Выбрать главу

— Иными словами, вы хотите сказать, — перебил его Ростопчин, — что нужно освободить наших крепостных и дать им все права, какими мы сами пользуемся?

— Да, я хочу сказать это, и удивляюсь, как вы, при вашем образовании, при вашем уме и развитии, хотите со мною в этом спорить.

Ростопчин задумался.

— Я спорить с вами не буду, — наконец, произнес он, — если мы станем говорить отвлеченно, но все дело в том, что нам трудно понять друг друга. Я уже говорил вам, что мы разные люди. Вы мечтаете — я живу. Я вижу только требования живой действительной жизни и знаю, что прекрасные мечтания о всеобщем счастии никаким образом не могут осуществиться в действительности. Вы — теория, я — практика.

— Положим так, — сказал Сергей, — я согласен с вами, что я человек непрактический, но не злоупотребляйте этим моим признанием. Теория имеет соприкосновение с практикой, и разумная теория, рано или поздно, принимается на практике. И поверьте мне, Федор Васильевич, — голос Сергея поднялся и дрогнул, — поверьте мне, что придет время, и у нас на Руси когда-нибудь все то, о чем я теперь мечтаю, то, что вы называете моей западной отравой, моим вольтерьянством, перейдет в действительность. Наши крестьяне, крепостные наши будут освобождены, и совершится это без всяких ужасов. Вытечет это из общего сознания, которое окажется заодно с самодержавною волею русского монарха.

— Что же это, вы пророчествуете?

— Да, я пророчествую и твердо верю в свое пророчество!

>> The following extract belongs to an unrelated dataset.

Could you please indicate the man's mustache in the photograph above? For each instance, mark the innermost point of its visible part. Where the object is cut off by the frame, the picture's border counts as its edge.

— Когда же это должно совершиться по вашему мнению? В скором времени?

— Не знаю, это будет зависеть от обстоятельств, а уяснить их себе заранее невозможно. Это могло бы совершиться очень скоро, могло бы совершиться даже теперь, и я был бы самым счастливейшим человеком, если бы такой акт высочайшей справедливости был совершен императором Павлом.

— Это немыслимо, и хотя он сам мечтатель не хуже вас, но до таких мечтаний никогда не может дойти, потому что он отлично понимает, что для него первая попытка осуществить такое мечтание будет гибельна. Кто его поддержит, вы?

Они оба замолчали, Ростопчин думал:

«Век живи, век учись. Я полагал, что понял его и определял верно, и вдруг такое открытие. Да ведь это помешательство, он бредит. Однако надо предупредить его, как бы он этим бредом не сломил себе голову…»

— Сергей Борисыч, — сказал он, — вы никогда не говорили с государем об этом предмете?

— Не высказывал своих мыслей до сих пор, не приходилось.

— Так я, из искреннего расположения к вам, должен просить вас: ради Создателя и впредь ничего подобного ему не говорите.

— Отчего? Я всегда бываю с ним откровенен.

— Все до известной степени. Если бы он присутствовал при теперешнем нашем разговоре, вы были бы погибшим человеком. Ах, как это досадно, как это обидно! — продолжал он, раздраженно шагая по комнате. — Тут столько дела насущного, живого дела, вее, к чему ни прикоснешься, требует работы, нужны так честные, хорошие люди, а эти честные, хорошие люди мечтают, фантазируют, носятся в эмпиреях, знать не хотят действительности!..

— Неужели вы когда-нибудь рассчитывали и полагали мне найти работу? — улыбаясь, перебил его Сергей. — Я сам давно записал себя неспособным, сделайте это и вы, если еще не сделали. Я хорошо знаю, что работы много, я знаю, что вы работаете и будете работать, но представьте себе мое безумие, или глупость, назовите, как хотите — я плохо что-то верю в результаты вашей работы, как добросовестна она ни была. Все это то, что в медицине называют «паллиативы». Вы ходите по поверхности, вы заботитесь о листьях, а до корней вам нет дела. Да и с листьями что вы делаете? Скажите мне откровенно, чем вы теперь заняты, Федор Васильевич?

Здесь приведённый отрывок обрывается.